Sherri is of Cree ancestry from Sweetgrass First Nation, Saskatchewan and currently resides in Victoria, BC. Sherri Graduated with a Masters’ of Social Work in 2009, her work focusing on Indigenous women involved in sex work, and focused on the positive aspects of familial relationships and the resilience of Indigenous women who are involved in the sex trade. As the Community-Based Research Manager, Sherri assists Indigenous communities in developing their research capacities, managing Community-Research Associates and mentoring Indigenous students who are interested in Indigenous health research.


What first piqued your interest in the HIV/ hepatitis C sector?

I came to HIV by accident or maybe fate. I had just finished my Masters’ and was doing contract work when a mentor of mine passed a job along to me saying I would be perfect for it. I knew about the posting but wasn’t sure I was qualified. After her support and nudging I applied. I knew very little about HIV/Hep C other than what I learned as an 80’s kid growing up with all the education when HIV was new and evolving. I knew the basics! So, it was a lot of learning and reading before that interview. I was so nervous that I had missed something. It’s been 8 years since I first entered HIV CBR work with Indigenous communities and I am grateful to be doing the work. To be welcomed into the work and supported by my colleagues who are HIV positive.


What role do you think HIV and hepatitis C research plays in the “real world”?

For Indigenous people it is more “real” than many of our communities know or realize. I return home to my sister’s community (also my area just not my reserve) and they have learned about the high rates, transmission, medications, etc. from me. They often say: “I didn’t know that” Or they ask me specific questions about the two – that really should be common knowledge, but it isn’t. I see the lack of education in the “real world” and its heart wrenching when in reality we have high rates of HIV and Hep C in our communities and our people are dying. Yet, we also have incredible leaders who are open about their status and are willing to share their stories and provide the education.


How do you engage the community in your work?

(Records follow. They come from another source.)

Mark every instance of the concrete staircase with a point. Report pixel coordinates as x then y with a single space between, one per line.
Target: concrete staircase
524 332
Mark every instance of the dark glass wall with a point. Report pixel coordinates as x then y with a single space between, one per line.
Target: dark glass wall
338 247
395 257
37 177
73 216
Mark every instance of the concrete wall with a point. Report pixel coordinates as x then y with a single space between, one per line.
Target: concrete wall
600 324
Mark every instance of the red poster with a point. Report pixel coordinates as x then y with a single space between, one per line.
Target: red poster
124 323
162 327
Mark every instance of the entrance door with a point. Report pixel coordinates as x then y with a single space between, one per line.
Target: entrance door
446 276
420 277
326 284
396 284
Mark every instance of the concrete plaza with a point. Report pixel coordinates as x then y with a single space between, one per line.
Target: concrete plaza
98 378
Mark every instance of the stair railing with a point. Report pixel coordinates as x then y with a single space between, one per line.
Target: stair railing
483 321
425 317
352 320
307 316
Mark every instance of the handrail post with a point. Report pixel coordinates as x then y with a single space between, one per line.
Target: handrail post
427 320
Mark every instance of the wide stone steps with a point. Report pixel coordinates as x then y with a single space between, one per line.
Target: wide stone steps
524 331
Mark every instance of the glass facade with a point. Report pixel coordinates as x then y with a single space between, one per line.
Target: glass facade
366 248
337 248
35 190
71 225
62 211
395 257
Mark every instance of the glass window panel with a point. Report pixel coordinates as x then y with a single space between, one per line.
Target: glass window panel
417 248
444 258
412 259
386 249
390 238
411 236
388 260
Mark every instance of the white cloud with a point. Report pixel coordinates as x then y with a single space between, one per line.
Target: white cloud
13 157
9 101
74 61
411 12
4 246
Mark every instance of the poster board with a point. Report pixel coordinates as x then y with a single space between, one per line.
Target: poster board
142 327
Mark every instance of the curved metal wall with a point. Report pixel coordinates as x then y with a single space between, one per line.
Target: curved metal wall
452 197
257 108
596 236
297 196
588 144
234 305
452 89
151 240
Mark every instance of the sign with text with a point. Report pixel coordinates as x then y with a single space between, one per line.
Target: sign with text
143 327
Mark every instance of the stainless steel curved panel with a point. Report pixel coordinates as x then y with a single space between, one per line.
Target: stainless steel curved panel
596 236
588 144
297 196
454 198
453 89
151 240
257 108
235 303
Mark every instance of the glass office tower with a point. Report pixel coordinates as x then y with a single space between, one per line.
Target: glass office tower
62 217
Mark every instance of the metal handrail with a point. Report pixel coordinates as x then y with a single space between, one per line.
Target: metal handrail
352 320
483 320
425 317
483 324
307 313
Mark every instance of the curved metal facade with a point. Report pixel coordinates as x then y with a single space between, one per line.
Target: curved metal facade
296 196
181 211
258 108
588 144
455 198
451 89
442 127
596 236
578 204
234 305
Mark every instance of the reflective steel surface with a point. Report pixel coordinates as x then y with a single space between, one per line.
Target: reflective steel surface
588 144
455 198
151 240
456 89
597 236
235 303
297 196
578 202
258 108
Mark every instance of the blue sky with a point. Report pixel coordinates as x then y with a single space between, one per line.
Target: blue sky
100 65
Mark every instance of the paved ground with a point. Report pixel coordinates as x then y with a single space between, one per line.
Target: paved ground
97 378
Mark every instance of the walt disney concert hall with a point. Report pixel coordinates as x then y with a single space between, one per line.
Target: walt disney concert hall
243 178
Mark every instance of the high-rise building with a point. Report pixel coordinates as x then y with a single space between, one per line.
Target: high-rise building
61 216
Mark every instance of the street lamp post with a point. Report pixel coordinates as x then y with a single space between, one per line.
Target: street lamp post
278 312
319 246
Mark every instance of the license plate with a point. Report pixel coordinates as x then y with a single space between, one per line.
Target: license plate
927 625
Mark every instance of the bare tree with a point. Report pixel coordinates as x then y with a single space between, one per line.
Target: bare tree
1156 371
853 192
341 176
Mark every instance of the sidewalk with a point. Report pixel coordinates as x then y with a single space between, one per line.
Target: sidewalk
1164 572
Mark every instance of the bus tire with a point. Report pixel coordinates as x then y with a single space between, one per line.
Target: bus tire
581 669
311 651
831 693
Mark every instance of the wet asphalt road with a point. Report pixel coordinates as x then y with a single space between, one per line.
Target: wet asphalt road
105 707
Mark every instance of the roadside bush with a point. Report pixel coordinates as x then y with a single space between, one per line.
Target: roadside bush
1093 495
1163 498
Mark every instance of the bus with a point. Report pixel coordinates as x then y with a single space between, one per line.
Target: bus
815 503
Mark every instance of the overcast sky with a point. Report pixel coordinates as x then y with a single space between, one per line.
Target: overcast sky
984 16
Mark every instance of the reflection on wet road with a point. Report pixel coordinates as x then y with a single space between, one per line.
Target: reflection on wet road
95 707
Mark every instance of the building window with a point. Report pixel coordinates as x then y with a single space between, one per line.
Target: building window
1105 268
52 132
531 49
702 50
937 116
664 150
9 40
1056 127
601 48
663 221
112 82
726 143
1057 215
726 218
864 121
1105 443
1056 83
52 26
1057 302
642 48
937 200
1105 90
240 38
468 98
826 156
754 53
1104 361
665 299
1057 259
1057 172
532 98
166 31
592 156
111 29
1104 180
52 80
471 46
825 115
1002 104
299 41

For me, this is a given. I would not and could not do this work without the support of the Indigenous communities I work with. I often say “I’m the helper” I’ll help you do the work just tell me what to do and I’ll do it. Of course there are times where I’m like, “ok, I’m only one person”! But for the most part I am in service of.  As an Indigenous,  non-HIV positive person, my role, my service, as an ally is to try to support and move forward the work that my people want done. To let them know that they are not alone. It has been an incredible gift and honour to do this work.


If you had unlimited funds, which areas of research would you invest in?

Education. So many of our communities still need education about HIV. There are some education programs out there that are Indigenous specific, but it does not allow for Indigenous people living with HIV to go out and tell their story. To share what they know and what they have learned. We are an oral people, telling and sharing of stories is how we connect and learn.


If you were able to choose, what is the natural talent you’d like to be gifted with?

A singing voice. My granddaughter has the most beautiful singing voice.